2011年06月06日 06時02分53秒 | Weblog
 「清水寺誌」(昭和32年刊)に福原会下山人(ふくはらえげさんじん)による「清水史蹟赤松氏範」が掲載されています。福原会下山人は明治3年(1870)篠山町生まれの郷土史研究者。その山人が書かれたものを同誌に再録したとあります。前文には次のように書かれています。

 大正二年の夏八月二日、山火延焼して堂塔伽藍一宇をも遺さず烏有に帰した際、御嶽の東嶺霜台の尾の史蹟、南朝忠臣赤松氏範墓石の断礎に、晩鴉空しく群がるを痛嘆して、山人のものされしを、ここに再録してこれを衆人に知らしめ、忠魂慰留の助とも致したい。

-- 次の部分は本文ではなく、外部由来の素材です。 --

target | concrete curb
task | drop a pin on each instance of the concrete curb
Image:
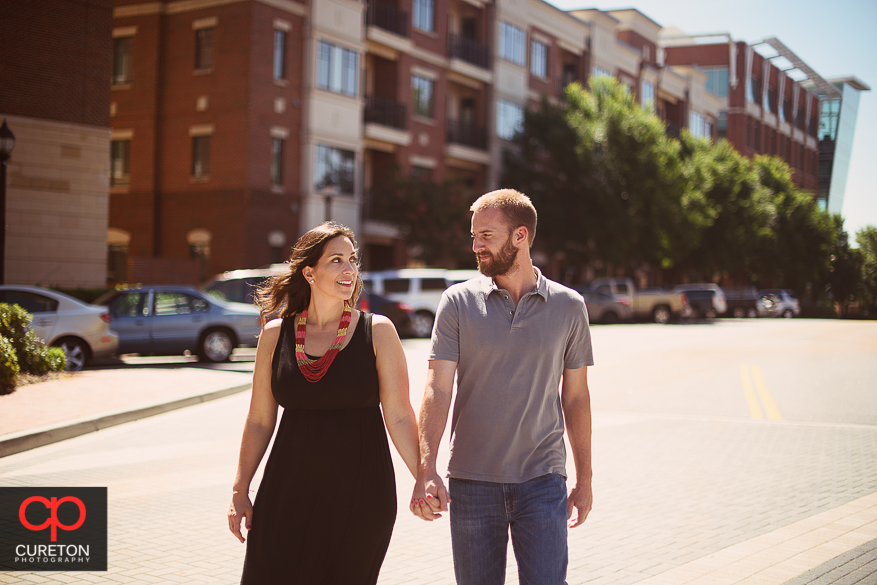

 私は子どもの頃から「太平記」の少年向けの本を繰り返し読んでいました。楠木正成の赤坂千早城での奮戦にわくわくし、新田義貞の鎌倉攻めをはじめ、児島高徳、名和長年、足利尊氏、高師直、後醍醐天皇といった登場人物の名も覚えてしまっていました。何度読んでも本当におもしろい話でした。楠木正成、正行親子の別れの場面、正行の四条畷の戦いでの壮烈な最期などは挿絵も目に焼き付いています。そんな太平記に出てくる南朝の忠臣たちの一人、赤松氏範の最後の地が清水寺だと知ったときの驚き、興奮、衝撃はものすごいものでした。小学生の頃、父に連れられ清水寺に泊まり、翌朝、子坊さんの後ろを歩いて生い茂った笹をかき分けて赤松氏範、一族の墓に案内されました。読んでいた太平記には赤松氏範の名は出てきませんでしたが、ここに南朝の忠臣の墓があり、その墓石の表面が剥がれて古さを感じたことを覚えています。

コメント
  • X
  • Facebookでシェアする
  • はてなブックマークに追加する
  • LINEでシェアする

光明寺への道 

2011年06月04日 05時57分51秒 | Weblog
 加東市役所滝野庁舎がある五峰山の南山麓の高台には、県立播磨中央公園、滝野文化会館、滝野公民館、滝野図書館などが一ヶ所に集中し、そこに立てば、東から南にかけて、遠く六甲連山、播磨平野、加古川の流れが一望できます。図書館には郷土資料コーナーがあり蔵書も充実しています。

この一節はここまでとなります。